Служанка ничего не ответила. Ее растрепанная голова и опухшее после сна лицо тут же исчезло в окне. Но вскоре она вышла во двор, чтобы открыть курятник.
– Господа проснулись, слышь, соседка? – снова спросил Иеротей.
– Дурак! – сердито отрезала служанка. – В такую рань они не встают!
– А стаканчик ракии мог бы я получить?
– Буфетчица еще не подымалась, – проговорила служанка и выпустила на волю кур, которые, клохча, тут же заполонили весь двор и принялись копаться в остатках сена и в навозе под телегами.
– Могла бы и ты поднести стаканчик, ведь не задаром прошу, – повторил просьбу Иеротей.
Служанка сердито взглянула на него и промолчала, сочтя, что этот мужик лет сорока с лишним, с седеющими усами и лицом, изборожденным глубокими морщинами, ведет себя чересчур нахально.
– Не сердись, – примирительно заговорил Иеротей, – не можешь – не надо, подождем, когда проснется буфетчица. Ты вот что мне скажи: наш-то домнишор приехал?
– Какой такой домнишор? – нахмурила брови служанка.
– Домнул «минарист», сынок попа из Вэлень. Я за ним приехал.
Девушка вдруг с любопытством поглядела на Иеротея.
– А ты из Вэлень?
– Было б хорошо, если бы не так, да вот нет, – обстоятельно ответил Иеротей и, заметив знакомую коляску, добавил: – А эта вроде бы нашего письмоводителя.
– Да, домнула Родяна.
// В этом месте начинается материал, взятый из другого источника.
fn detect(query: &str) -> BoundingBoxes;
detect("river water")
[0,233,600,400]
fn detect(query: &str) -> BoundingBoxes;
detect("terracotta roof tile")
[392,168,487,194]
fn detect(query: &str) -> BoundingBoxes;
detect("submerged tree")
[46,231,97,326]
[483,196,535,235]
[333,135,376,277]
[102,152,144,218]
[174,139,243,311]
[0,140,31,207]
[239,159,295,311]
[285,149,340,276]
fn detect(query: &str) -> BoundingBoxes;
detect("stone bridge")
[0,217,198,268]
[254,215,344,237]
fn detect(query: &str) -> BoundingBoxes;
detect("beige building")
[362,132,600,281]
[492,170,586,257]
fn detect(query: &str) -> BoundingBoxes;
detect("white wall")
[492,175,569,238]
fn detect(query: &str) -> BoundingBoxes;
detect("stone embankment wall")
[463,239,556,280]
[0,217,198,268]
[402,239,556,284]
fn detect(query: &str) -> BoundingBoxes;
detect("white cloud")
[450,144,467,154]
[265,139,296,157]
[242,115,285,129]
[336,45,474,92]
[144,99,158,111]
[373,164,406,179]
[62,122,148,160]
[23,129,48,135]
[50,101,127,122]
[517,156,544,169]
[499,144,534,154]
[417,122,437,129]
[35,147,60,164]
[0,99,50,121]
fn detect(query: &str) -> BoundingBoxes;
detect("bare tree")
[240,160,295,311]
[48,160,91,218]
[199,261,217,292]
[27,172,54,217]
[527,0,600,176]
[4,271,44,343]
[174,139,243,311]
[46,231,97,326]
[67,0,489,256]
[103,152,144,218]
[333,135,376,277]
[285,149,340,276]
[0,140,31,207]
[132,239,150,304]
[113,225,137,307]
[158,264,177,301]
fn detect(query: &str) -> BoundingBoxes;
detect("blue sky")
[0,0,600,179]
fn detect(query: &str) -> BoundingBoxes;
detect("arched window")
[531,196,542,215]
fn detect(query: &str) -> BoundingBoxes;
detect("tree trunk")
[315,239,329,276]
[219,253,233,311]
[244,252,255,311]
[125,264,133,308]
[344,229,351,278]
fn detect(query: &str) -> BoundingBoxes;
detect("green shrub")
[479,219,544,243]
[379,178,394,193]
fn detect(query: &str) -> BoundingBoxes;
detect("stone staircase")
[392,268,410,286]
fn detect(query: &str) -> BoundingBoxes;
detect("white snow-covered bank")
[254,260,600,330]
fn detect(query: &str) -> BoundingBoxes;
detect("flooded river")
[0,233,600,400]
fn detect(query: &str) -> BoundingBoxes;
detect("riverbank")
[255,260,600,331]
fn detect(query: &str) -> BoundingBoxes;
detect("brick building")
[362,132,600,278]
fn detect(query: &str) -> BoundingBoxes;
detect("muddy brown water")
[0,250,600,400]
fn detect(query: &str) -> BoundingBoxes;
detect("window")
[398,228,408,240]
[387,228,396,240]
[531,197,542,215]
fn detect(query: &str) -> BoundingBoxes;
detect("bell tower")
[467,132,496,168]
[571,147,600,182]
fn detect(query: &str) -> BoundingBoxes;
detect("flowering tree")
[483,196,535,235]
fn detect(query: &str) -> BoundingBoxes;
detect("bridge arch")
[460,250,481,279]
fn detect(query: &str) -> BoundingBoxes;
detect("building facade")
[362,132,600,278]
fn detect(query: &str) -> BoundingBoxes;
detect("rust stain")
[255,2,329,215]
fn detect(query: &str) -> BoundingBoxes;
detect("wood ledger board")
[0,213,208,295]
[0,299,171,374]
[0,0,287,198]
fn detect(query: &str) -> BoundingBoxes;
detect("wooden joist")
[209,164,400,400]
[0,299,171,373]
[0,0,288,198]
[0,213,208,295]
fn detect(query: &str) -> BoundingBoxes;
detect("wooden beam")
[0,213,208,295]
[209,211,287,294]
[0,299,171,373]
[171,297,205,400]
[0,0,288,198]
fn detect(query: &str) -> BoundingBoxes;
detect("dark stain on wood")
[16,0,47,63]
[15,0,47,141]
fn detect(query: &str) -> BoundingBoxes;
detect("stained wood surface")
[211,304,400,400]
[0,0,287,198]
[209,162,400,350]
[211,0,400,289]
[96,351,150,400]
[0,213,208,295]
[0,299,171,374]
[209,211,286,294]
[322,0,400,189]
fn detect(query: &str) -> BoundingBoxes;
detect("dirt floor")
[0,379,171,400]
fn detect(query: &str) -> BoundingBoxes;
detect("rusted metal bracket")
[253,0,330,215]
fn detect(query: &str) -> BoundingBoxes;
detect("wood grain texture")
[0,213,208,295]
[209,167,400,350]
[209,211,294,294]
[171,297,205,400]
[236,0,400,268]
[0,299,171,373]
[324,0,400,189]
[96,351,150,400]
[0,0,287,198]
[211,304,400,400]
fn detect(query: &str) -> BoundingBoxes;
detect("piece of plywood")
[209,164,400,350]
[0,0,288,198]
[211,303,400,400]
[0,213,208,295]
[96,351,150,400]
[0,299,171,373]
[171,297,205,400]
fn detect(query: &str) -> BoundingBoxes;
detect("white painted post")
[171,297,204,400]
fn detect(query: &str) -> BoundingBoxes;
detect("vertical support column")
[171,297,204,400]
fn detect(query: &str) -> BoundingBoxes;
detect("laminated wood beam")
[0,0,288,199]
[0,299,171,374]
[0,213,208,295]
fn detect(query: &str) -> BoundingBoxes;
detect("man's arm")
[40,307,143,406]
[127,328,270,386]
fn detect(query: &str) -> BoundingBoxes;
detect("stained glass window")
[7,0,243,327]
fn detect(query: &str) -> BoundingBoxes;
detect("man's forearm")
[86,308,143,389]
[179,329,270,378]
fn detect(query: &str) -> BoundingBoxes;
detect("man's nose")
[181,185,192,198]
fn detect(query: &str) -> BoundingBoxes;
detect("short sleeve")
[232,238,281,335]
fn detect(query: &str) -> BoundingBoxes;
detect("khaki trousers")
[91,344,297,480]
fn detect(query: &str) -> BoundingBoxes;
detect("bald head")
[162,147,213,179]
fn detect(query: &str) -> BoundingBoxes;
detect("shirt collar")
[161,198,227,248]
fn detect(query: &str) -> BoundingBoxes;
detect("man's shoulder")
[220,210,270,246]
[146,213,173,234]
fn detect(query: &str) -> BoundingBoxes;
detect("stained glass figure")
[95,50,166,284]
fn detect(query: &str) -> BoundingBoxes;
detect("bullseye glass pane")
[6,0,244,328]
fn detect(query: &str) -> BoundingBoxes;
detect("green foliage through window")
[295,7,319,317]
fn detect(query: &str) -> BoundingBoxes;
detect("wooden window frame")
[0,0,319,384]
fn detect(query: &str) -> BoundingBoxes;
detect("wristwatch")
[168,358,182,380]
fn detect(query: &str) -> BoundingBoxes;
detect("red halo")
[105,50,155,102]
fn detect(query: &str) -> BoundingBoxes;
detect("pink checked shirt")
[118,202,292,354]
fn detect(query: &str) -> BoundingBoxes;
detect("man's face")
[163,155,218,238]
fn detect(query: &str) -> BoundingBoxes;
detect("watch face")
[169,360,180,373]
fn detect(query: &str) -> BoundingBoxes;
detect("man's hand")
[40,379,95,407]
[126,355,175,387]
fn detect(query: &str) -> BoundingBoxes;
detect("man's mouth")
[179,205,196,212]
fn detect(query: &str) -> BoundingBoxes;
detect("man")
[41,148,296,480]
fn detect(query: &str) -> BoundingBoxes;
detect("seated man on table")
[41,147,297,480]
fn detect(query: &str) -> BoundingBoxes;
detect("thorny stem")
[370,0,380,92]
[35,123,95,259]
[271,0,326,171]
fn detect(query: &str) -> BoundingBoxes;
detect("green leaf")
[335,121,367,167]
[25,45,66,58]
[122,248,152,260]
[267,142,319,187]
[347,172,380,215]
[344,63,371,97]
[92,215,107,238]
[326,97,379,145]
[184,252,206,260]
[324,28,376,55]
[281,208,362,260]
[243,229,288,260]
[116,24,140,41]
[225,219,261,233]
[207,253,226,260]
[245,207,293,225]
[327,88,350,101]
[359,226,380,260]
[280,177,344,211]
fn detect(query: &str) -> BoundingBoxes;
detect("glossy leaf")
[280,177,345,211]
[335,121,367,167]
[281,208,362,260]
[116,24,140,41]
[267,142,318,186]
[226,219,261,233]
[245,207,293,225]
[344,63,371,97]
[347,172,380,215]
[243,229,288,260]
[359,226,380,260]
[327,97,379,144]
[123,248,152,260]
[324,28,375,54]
А правда, что он за неделю двадцать килограммов золота добыл?
– Кто?
– Домнул письмоводитель.
– Он – нет, рудокопы его, – убедительно произнес Иеротей.
– Кучер домнула Родяна со вчерашнего утра из корчмы «Под тремя дубами» не вылезает.
– Хм! Ему можно! – отозвался Иеротей.
– Значит, правда? – переспросила служанка, подходя поближе к Иеротею.
– Что правда?
– Что от хозяйского золота и слугам по капельке перепадает?
– Кому с сот медок, а кому – лизни сапог? Так, что ли? – уклонился от прямого ответа Иеротей.
Девушка вздохнула и направилась к крыльцу. Она жалела, что не поверила кучеру письмоводителя. Вчера после обеда послал ее домнул Штефэнеску, трактирщик, искать «этого прохвоста», который бросил на целый день своих лошадей. Набегавшись, она нашла «прохвоста» в корчме «Под тремя дубами». Кучер гулял, а два цыгана играли ему на скрипках. Кучер, не долго думая, стиснул ее в объятиях и сказал: «Черт с ними, с лошадьми! Садись-ка рядом! Пир закатим такой…» – и показал ей тугой кошель. Вот дура-то была, что не осталась! Могла бы получить из этого кошеля несколько злотых. Остановившись перед лестницей, она обернулась к Иеротею:
– А ты сам не работал у «Архангелов»?
– Нет! Я – нет! – безнадежно махнул рукой работник. – Я в этом деле ничего не смыслю, а то ходил бы я у попа в работниках, как же!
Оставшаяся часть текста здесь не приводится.